Human Services Head Predicts Higher Premiums, Fewer Choices If Congress Fails To Act On Health Care
Since the latest Republican plan to repeal and replace the Affordable Care Act failed to garner enough support, uncertainty is growing for consumers and insurers as a new enrollment period is set to begin Nov. 1.
“Right now, states are finalizing rates for plans for 2018,” said Teresa Miller, acting secretary of the Pennsylvania Department of Human Services. “Without a bill to stabilize the market, I think it's possible you could see companies exit the market entirely because they're just fed up with all of the uncertainty and still don't know what the rules for 2018 are.”
Miller said that with the failure of the Graham-Cassidy bill to replace Obamacare, she is hoping the Senate will focus on efforts in the Senate Health Committee to stabilize insurance markets.
“When we talk about the ACA not working well, we're really talking about that individual market," she said. "And it's really not working well for the handful of people in that market who don't have access to financial assistance.”

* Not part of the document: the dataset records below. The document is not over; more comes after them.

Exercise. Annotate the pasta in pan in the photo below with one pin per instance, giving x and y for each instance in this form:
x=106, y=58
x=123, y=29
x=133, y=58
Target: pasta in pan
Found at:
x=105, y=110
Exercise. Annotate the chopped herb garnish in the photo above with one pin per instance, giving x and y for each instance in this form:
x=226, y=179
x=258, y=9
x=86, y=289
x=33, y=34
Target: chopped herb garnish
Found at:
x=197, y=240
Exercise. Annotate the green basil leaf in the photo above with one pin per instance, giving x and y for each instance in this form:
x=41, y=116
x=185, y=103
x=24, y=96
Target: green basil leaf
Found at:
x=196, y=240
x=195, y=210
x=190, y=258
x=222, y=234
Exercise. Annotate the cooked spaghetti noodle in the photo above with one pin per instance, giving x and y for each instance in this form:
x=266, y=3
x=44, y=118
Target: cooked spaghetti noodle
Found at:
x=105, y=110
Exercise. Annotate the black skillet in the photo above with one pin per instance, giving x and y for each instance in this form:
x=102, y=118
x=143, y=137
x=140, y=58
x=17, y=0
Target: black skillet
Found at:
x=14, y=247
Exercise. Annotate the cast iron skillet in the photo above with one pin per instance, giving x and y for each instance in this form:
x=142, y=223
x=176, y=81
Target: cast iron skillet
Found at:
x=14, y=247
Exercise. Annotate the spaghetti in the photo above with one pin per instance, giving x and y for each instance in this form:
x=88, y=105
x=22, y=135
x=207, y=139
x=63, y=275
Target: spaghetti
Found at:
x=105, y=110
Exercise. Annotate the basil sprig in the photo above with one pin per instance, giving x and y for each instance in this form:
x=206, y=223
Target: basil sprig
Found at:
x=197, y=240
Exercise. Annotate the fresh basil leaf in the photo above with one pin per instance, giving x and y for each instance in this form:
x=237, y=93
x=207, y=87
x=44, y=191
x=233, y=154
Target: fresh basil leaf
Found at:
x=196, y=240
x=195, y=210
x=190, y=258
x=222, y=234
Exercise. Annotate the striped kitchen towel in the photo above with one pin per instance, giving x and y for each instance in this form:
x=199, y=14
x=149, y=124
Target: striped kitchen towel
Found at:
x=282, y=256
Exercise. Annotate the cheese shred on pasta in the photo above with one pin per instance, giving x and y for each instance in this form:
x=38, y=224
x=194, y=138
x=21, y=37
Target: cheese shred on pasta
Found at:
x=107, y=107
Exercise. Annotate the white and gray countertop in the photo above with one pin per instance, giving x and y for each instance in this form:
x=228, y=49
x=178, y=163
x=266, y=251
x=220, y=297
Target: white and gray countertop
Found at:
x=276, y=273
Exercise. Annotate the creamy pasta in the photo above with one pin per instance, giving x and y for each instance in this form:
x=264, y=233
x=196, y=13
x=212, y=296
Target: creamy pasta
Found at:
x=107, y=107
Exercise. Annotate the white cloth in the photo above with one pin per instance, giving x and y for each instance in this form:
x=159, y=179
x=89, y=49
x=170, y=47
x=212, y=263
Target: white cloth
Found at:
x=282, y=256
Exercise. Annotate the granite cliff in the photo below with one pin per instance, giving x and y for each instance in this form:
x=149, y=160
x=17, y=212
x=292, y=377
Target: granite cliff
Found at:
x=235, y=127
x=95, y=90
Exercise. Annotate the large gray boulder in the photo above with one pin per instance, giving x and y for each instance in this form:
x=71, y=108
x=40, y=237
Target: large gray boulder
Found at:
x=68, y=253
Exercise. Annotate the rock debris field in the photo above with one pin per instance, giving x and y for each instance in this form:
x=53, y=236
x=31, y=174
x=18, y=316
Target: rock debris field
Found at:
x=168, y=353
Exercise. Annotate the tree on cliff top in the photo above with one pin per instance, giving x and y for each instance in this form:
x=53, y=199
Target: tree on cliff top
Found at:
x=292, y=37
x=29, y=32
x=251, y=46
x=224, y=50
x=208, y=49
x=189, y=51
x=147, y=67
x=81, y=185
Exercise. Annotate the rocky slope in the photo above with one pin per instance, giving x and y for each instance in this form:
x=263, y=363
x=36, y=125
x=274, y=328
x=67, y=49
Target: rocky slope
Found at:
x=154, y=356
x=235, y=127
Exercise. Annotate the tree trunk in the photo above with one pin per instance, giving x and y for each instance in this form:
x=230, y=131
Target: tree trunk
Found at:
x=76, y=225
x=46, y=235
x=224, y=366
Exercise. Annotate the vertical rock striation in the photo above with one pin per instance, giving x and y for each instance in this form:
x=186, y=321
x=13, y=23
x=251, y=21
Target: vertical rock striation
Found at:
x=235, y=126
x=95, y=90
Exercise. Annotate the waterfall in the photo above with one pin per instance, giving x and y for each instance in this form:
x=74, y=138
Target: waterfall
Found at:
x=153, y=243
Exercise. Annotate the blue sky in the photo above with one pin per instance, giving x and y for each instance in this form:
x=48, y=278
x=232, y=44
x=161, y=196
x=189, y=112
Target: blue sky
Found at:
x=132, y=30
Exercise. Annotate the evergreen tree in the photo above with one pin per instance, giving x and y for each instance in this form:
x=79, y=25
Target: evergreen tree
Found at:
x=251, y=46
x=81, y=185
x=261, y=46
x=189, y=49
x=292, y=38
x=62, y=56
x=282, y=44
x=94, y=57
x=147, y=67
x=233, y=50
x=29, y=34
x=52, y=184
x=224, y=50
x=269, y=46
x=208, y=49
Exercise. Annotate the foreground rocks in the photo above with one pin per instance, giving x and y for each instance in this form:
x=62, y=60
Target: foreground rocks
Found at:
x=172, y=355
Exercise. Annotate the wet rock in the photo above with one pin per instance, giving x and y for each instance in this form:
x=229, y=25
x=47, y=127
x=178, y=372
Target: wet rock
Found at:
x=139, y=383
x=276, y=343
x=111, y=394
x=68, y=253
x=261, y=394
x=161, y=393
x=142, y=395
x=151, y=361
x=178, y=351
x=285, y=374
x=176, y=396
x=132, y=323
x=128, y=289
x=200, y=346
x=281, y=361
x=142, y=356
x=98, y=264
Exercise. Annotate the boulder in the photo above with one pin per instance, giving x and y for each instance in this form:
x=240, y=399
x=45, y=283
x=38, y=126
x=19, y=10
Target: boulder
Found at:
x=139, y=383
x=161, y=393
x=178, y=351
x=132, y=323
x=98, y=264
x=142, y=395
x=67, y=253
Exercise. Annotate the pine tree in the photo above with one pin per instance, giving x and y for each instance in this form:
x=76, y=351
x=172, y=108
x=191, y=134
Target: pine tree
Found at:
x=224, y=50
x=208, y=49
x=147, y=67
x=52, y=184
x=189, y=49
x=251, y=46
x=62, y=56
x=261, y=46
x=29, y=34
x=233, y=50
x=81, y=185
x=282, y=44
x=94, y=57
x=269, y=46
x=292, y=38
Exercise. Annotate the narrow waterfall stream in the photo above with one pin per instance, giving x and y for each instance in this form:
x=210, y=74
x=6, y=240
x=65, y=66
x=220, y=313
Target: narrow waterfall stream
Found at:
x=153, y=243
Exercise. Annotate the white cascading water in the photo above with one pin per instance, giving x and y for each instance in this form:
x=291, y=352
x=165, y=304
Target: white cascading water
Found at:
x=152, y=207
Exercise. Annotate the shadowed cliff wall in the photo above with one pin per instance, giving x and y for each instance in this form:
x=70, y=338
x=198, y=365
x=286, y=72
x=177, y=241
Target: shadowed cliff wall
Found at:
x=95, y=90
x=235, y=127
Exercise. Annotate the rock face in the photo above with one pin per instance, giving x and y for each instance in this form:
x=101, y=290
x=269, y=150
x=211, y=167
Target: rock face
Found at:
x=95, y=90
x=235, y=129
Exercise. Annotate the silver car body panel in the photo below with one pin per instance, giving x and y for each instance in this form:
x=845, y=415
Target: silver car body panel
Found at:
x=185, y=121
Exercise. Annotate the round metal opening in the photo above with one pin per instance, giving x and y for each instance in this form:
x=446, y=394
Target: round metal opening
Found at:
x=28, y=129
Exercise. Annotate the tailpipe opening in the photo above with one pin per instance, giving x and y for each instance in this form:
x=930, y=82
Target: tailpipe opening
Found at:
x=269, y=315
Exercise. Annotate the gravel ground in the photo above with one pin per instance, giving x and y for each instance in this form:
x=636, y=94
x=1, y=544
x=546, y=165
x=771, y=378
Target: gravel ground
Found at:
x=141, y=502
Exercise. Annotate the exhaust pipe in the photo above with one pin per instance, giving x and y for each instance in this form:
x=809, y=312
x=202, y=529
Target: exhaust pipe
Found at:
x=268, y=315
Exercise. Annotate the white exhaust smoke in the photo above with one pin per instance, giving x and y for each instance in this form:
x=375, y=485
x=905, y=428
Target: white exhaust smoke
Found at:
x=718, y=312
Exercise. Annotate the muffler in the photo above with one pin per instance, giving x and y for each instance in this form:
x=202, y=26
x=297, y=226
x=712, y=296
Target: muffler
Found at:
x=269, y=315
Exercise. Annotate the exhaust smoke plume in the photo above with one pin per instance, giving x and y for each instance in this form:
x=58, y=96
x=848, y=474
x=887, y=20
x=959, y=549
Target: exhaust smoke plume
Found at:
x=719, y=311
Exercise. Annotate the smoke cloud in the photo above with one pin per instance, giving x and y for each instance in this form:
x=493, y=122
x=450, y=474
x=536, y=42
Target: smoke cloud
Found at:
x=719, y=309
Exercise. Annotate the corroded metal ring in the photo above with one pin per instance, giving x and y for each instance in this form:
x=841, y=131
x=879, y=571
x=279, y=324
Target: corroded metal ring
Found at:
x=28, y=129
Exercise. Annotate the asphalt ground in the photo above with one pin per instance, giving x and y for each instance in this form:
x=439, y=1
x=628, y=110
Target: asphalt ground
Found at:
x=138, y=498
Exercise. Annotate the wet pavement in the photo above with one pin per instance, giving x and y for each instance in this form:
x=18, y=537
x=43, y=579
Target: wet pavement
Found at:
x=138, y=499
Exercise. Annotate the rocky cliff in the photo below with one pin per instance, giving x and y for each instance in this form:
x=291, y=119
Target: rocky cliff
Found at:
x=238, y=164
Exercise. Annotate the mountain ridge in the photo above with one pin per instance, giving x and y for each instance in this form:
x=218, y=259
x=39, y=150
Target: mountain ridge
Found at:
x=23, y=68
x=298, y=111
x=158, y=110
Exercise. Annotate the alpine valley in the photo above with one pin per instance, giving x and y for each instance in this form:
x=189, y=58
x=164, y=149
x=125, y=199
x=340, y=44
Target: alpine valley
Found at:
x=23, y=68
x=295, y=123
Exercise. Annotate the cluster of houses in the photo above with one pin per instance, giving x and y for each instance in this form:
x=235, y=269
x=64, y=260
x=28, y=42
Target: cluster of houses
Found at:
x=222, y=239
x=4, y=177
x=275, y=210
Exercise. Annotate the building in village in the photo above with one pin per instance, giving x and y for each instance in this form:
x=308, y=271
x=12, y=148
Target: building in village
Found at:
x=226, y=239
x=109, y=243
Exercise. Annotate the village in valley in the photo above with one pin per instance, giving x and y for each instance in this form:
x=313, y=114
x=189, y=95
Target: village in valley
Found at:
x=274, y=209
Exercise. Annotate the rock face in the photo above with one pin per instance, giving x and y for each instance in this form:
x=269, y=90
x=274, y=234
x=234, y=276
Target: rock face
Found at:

Miller, who testified Sept. 25 before the Senate Finance Committee and earlier in the month before the Health Committee, said one way to stabilize the insurance markets is to guarantee payments and provide funding for cost-sharing reduction payments for the next two years.
“I think the problem right now is the Trump administration has not been willing to give assurances to companies in this market that these payments are going to continue beyond a month-to-month basis, and they still have to price their products and figure out if they want to be in this market.”
Under the cost-sharing reduction payments, the federal government provides funding to offset a discount that eligible consumers pay for deductibles, co-payments and coinsurance.
Miller said continuing these payments will help stabilize the markets and expand access to affordable care.
“If we want this to impact 2018, it really needs to happen yesterday,” Miller said.
She added that if the markets are not stabilized, “I think what we'll see is certainly much higher rates here in Pennsylvania and around the country than we would otherwise see.”